Al principio podemos pensar que comienza por identificación. Sigmund Freud la define como la más temprana ligazón afectiva. Desde ese preciso instante, la imagen del otro empieza a resultarle atractiva y a despertar todo su interés. Se trata de un interés de tipo narcisista, ya que copia rasgos o características del otro y las incorpora, las toma como propias y se apodera de ellas.
El término Narcisismo Freud lo toma de Nacke quien lo emplea para dar cuenta de personas que sienten amor a sí mismas. Él lo utiliza en su artículo pero aclara, que una dosis de narcisismo es necesaria para el sujeto, pero que un exceso del mismo, lo conduce a enfermar.
El niño durante su infancia se apodera de rasgos y características, tanto de las personas que lo cuidan, como del medio en el que se desarrolla. De este modo constituye su yo en relación al otro y se forman sus gustos. Este Otro lo nombra, lo mira, lo acaricia, le posibilita iniciar un camino que lo oriente, nutriéndose de manera narcisista de aquellas propiedades de los objetos necesarias para su formación.
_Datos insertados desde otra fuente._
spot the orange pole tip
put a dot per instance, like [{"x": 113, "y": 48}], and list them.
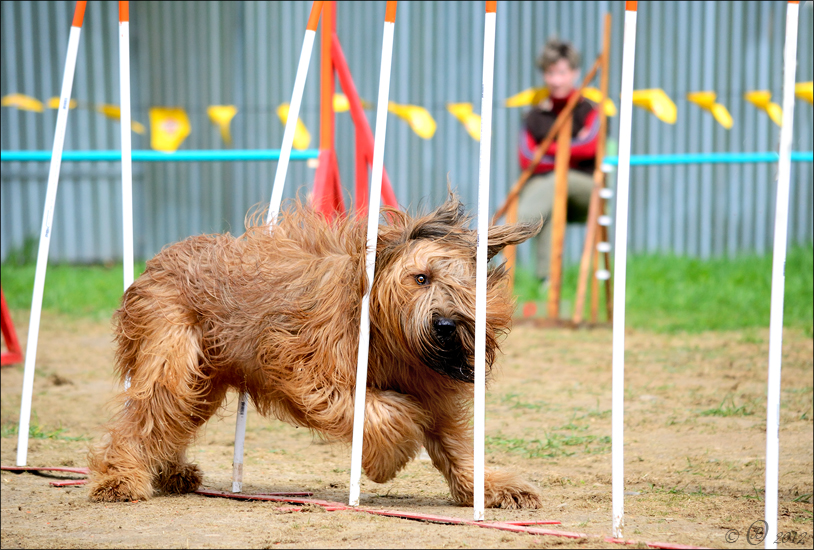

Desde allí, el sujeto en su actividad de descubrimiento del mundo, comienza a desarrollar su deseo, que también se encuentra en vinculado al Otro.
Las primeras relaciones amorosas son fundantes y dejan marcas en el psiquismo. Por eso decimos que cuando uno ama, lo hace siguiendo la forma en que se sintió amado o recibió el amor. Es importante destacar este punto, ya que como planteamos al inicio, en el amor la identificación juega un papel muy destacado.
Uno ama, de acuerdo a como fue amado, pero cabe resaltar que no tiene por qué ser necesariamente igual. Puede tener las mismas condiciones o bien, otras totalmente diferentes, que para el caso es lo mismo. Que la relación tenga las mismas características, o se trate de algo diametralmente opuesto, es efecto de la identificación, que en ambos casos, se pone de manifiesto.
Tanto la elección de pareja, como la forma de vincularse con su objeto de amor, se encuentran siempre ligadas a las vivencias tempranas, en las que sale a la luz el narcisismo, ya que cuando uno elige, lo hace de acuerdo a sus gustos y siguiendo los modelos de amor que experimento con sus afectos primarios.
Miller en “Lógicas de la vida amorosa” nos dice que el modo de amor freudiano, el amor del complejo de Edipo, es repetición.
Cuando amamos, repetimos. Buscamos un objeto de amor, lo encontramos, pero en realidad lo reencontramos, ya que ese objeto tiene características particulares, propias de otros amores del sujeto.
Se trata de un objeto sustituto que viene a suplir a otro que está perdido o con el que no fue posible avanzar por las barreras de la prohibición del incesto que impone la ley paterna, tal como ocurre con el amor que se produce durante la infancia en el transcurso del complejo de Edipo.
Habitualmente utilizo una frase en mis clases, uno no se enamora de lo que más le conviene. Dado a que si alguien reúne todas las características que uno suele requerir no hay sorpresa, no hay nada que suponer, entonces pierde justamente, ese supuesto encanto y las posibilidades de seguir siendo atractivo.
El problema consiste, en que el amor no es fácil, porque no es lo que más nos conviene y lejos de la idealización que se suele tener, es un desencuentro. Dado que uno cree que el otro es lo que nosotros pensamos que es, y la mayor parte de las veces no hay coincidencia.
Uno cree, y cree ver porque mira con ojos enamorados y como bien suele decirse popularmente “el amor es ciego.”
El amor desde un principio nos introduce en el campo de la falta, nos enamoramos porque suponemos que el otro cuenta con un recurso que nosotros no tenemos, que nos va a ayudar a superar nuestras dificultades, que cubrirá nuestras carencias, pero eso no es el amor.
Los amores no son compensatorios, no llegan para completarnos.
El amor es una manera de intentar contornear ese vacío, que siempre será vació, y que nos confrontara no solo a nuestra falta sino también a lo insoportable de la falta en el otro.
El desafío es justamente, hacer algo en ese recorrido en torno al vacío, intentando sortear el malestar y construyendo relaciones posibles, no idealizadas, que se puedan sostener.